Dwyane Wade donates game paycheck to relief effort
Not everyone was sure they should be there.
That was the feeling in the Miami locker room as the Heat got ready to tip off Friday night's game against the Knicks at Madison Square Garden. And it also seemed to be the mood on the court during the game as the Heat was overwhelmed, 104-84, by an inspired Knicks team.
The game was the first professional sporting event in the city since Hurricane Sandy ravaged the area. And the Knicks responded to the challenge.
"This was an emotional game for the city and the energy in the arena was amazing," said Dwyane Wade, who scored 15 points. "The Knicks fed off that. It was a great time to let the fans and the community forget about things for a few hours."
Wade donated his paycheck from the game -- nearly $210,000 -- to the relief fund. Friday morning, he told reporters he didn't think the game should be played.
On Thursday, the NBA postponed the Knicks' season opener against the Nets at Barclays Center. And Friday, just two hours before tip-off, the city announced that it was canceling Sunday's New York City Marathon.
Wade said he was so sure the game would be postponed that he didn't even pack until after practice Thursday. After the Heat landed in Newark on Thursday, it took three hours to get to the team's hotel in Manhattan. That's when Wade said the feeling hit him that they shouldn't be there.
"If we're in a car and we're in traffic for three hours, what are the other people who are really affected by this, what are they doing? How are they getting around? How are they moving?" Wade told reporters at the team's morning shootaround. "It was just like, come on, man, we shouldn't be here to play a basketball game. If anything, we should be here to do something to help the city."
LeBron James, who had 23 points and seven rebounds, had said he was kind of "50-50" about playing the game. Afterward, however, he said he was glad to have been a part of it.
"They fed off the city and their fans and everything that has been going on," he said.
Ray Allen said he thought the game was going to be postponed but that once he got here, he decided that playing could be a good thing for New Yorkers.

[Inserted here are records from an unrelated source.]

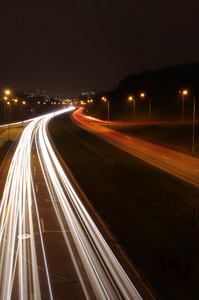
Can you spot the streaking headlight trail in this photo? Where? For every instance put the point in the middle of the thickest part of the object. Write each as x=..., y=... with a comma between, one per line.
x=20, y=260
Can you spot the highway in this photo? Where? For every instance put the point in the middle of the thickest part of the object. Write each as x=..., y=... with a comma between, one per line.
x=50, y=246
x=183, y=166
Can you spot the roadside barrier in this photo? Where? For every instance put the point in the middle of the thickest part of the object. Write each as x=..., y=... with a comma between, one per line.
x=188, y=211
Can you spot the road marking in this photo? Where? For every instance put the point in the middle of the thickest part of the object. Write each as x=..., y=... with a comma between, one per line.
x=42, y=225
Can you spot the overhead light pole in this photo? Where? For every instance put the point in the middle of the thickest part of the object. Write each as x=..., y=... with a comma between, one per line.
x=131, y=98
x=143, y=95
x=6, y=98
x=106, y=100
x=184, y=93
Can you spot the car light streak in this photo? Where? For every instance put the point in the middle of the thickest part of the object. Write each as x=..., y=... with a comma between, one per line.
x=108, y=279
x=168, y=160
x=19, y=267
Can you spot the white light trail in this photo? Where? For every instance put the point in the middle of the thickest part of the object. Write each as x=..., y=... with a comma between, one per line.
x=18, y=254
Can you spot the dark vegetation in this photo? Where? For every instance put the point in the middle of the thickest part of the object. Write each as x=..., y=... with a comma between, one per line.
x=162, y=86
x=162, y=244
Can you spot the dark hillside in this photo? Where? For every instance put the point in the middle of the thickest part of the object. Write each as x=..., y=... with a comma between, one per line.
x=163, y=87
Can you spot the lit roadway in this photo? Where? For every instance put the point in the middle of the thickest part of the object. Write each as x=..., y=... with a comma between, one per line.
x=185, y=167
x=50, y=248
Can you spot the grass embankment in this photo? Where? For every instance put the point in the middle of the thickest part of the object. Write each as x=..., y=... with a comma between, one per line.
x=158, y=240
x=177, y=136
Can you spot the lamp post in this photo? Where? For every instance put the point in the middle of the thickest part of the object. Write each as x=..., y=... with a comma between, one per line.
x=143, y=95
x=194, y=117
x=131, y=98
x=6, y=98
x=21, y=109
x=106, y=100
x=9, y=118
x=184, y=93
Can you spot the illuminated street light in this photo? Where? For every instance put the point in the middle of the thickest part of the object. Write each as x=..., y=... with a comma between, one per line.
x=184, y=93
x=7, y=92
x=9, y=118
x=143, y=95
x=104, y=99
x=131, y=98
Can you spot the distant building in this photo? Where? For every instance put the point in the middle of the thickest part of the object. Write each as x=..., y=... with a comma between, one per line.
x=88, y=95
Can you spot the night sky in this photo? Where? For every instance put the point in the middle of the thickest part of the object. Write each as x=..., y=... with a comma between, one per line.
x=73, y=46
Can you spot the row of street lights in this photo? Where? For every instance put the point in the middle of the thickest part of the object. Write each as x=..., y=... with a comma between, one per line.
x=143, y=95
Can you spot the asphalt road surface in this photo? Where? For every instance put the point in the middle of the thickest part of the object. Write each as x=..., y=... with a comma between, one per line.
x=185, y=167
x=50, y=246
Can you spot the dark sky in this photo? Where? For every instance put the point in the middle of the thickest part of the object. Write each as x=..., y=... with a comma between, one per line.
x=70, y=46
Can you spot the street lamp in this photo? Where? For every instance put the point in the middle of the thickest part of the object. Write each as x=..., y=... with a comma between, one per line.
x=131, y=98
x=9, y=118
x=106, y=100
x=7, y=92
x=143, y=95
x=6, y=98
x=184, y=93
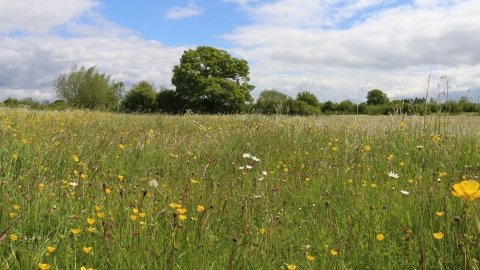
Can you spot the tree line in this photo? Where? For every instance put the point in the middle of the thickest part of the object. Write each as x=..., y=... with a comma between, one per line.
x=209, y=80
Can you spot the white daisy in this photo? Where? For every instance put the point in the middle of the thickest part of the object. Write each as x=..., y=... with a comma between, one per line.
x=393, y=175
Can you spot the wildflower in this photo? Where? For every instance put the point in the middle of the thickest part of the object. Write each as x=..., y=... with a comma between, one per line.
x=380, y=237
x=182, y=210
x=43, y=266
x=153, y=183
x=469, y=190
x=438, y=235
x=13, y=237
x=393, y=175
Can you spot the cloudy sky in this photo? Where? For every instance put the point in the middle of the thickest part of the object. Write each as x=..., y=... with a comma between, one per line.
x=336, y=49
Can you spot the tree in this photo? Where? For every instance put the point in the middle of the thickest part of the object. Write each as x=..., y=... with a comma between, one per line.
x=308, y=97
x=87, y=88
x=210, y=80
x=140, y=98
x=376, y=97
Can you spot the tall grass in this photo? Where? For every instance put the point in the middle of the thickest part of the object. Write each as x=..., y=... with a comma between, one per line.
x=177, y=192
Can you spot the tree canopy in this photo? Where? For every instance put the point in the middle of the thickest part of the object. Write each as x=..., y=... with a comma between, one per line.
x=87, y=88
x=210, y=80
x=376, y=97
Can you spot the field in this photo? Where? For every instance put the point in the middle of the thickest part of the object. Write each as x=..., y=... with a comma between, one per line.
x=92, y=190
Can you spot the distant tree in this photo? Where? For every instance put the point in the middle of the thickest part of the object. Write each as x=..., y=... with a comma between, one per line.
x=87, y=88
x=308, y=97
x=140, y=98
x=376, y=97
x=271, y=102
x=168, y=102
x=210, y=80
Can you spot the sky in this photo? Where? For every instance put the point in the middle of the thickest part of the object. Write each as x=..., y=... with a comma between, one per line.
x=335, y=49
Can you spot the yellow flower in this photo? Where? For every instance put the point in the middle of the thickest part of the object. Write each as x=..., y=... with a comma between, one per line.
x=467, y=190
x=182, y=210
x=13, y=237
x=43, y=266
x=438, y=235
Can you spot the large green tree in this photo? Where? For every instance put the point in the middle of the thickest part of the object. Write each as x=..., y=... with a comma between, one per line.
x=376, y=97
x=309, y=98
x=210, y=80
x=140, y=98
x=87, y=88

"It's hard to think that they would run a marathon because so much goes into it, from using bottles of water to cops to volunteers," Allen said before the game. "There's so many people in need right now that it's hard to direct your resources away from that."
He believes playing a basketball game, however, is different and that the upside of playing outweighed the downside.
"I think basketball is so self-contained," Allen said. "You figure there's going to be 18,000 people in here. It's got its own security. I think it can provide a sense of entertainment and source of strength for people . . . I know it's tough times for people in New York, but hopefully, we give them something to at least be excited about."